A well-known real-world case is SHA-1. In 2017, Google and CWI published two PDFs with different contents but identical SHA-1 hashes, demonstrating that “matching SHA-1” no longer implies “the same file.”

 A hash collision is a phenomenon where two different pieces of data produce the same hash value. A common misconception is to imagine only “accidental matches,” but once an attacker can intentionally generate collisions, the assumptions behind tamper detection and digital signatures start to break. For example, if you decide “it’s safe because the hash matches what the distributor published,” a collision-prone algorithm can let a different file be engineered to yield the same value, turning verification into a formality.

A well-known real-world case is SHA-1. In 2017, Google and CWI published two PDFs with different contents but identical SHA-1 hashes, demonstrating that “matching SHA-1” no longer implies “the same file.” In 2020, researchers went further and demonstrated chosen-prefix collisions, which allow collisions while preserving arbitrary chosen prefixes. That is far more troublesome in contexts like signatures and identity, because it undermines the shortcut idea that “if the hashes match, the documents are the same.” This is not just a lab trick; it’s a warning that systems can fail whenever they rely on hash equality as proof of sameness.

MD5 has similar issues. In 2008, chosen-prefix collisions were used to show that a “rogue CA certificate” could be created, effectively producing something that looks like a trusted certificate authority. Because certificates sit at the root of trust for HTTPS and many other systems, collisions are not merely about deduplication; they connect directly to impersonation and tampering of distributed software. In 2012, the Flame malware incident was also discussed in connection with certificate forgery involving collision attacks, reinforcing how these weaknesses can translate into real harm.

There is an important line to draw. In settings like hash tables or cache keys, where an attacker cannot freely choose inputs, collisions are often mainly a performance concern.

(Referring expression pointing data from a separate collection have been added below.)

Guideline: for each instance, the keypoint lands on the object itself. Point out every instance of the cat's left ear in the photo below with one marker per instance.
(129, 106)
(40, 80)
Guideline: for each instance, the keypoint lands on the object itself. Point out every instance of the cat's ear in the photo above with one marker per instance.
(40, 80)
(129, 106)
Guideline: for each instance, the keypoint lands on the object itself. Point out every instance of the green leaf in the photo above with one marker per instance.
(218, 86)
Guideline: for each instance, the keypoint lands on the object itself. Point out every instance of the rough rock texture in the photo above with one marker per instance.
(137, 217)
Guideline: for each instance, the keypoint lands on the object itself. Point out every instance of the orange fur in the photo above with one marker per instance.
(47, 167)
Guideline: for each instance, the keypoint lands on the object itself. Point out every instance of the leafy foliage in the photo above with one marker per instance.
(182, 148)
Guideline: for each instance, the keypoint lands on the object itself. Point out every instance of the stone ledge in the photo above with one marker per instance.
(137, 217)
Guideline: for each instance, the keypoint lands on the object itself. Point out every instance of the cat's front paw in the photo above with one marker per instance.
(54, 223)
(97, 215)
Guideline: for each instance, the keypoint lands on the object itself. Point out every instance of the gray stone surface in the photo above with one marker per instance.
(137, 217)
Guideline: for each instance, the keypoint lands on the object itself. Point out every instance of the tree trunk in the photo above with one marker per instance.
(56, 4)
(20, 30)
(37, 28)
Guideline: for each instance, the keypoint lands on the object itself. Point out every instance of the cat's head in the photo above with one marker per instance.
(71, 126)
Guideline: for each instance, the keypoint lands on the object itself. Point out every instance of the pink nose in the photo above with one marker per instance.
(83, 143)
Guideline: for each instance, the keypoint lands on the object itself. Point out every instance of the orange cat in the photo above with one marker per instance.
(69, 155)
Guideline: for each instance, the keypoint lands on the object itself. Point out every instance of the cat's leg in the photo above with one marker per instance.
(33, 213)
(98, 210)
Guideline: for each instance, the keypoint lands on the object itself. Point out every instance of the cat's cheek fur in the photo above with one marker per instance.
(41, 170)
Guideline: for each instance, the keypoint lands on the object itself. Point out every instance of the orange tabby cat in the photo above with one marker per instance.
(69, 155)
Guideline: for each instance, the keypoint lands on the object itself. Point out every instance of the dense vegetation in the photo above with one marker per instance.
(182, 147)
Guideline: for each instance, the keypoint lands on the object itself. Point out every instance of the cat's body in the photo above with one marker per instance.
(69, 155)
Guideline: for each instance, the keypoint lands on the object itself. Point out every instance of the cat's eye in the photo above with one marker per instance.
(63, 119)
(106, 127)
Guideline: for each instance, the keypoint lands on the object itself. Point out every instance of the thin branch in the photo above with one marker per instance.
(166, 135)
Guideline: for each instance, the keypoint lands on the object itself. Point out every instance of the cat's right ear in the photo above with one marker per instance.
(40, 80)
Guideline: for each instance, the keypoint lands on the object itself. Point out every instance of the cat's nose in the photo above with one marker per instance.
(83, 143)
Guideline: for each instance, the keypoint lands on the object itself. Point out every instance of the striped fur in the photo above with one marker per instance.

But in security-sensitive settings where an attacker can shape the input, such as public files, signed artifacts, update packages, and certificates, collisions become a direct security problem.

The conclusion is straightforward: do not use MD5 or SHA-1 for security purposes (signatures, tamper detection, certificates). Move to SHA-256 or stronger. Also, audit your systems for designs that treat “hash match” as evidence of correctness: release pipelines, CI, legacy archive checks, and internal distribution flows. Where needed, replace them with signature verification or layered validation. A practical step you can do today is to search your scripts and configuration for “md5” or “sha1” and replace them with SHA-256 or SHA-512. If migration is hard, start by banning them. This is not optional.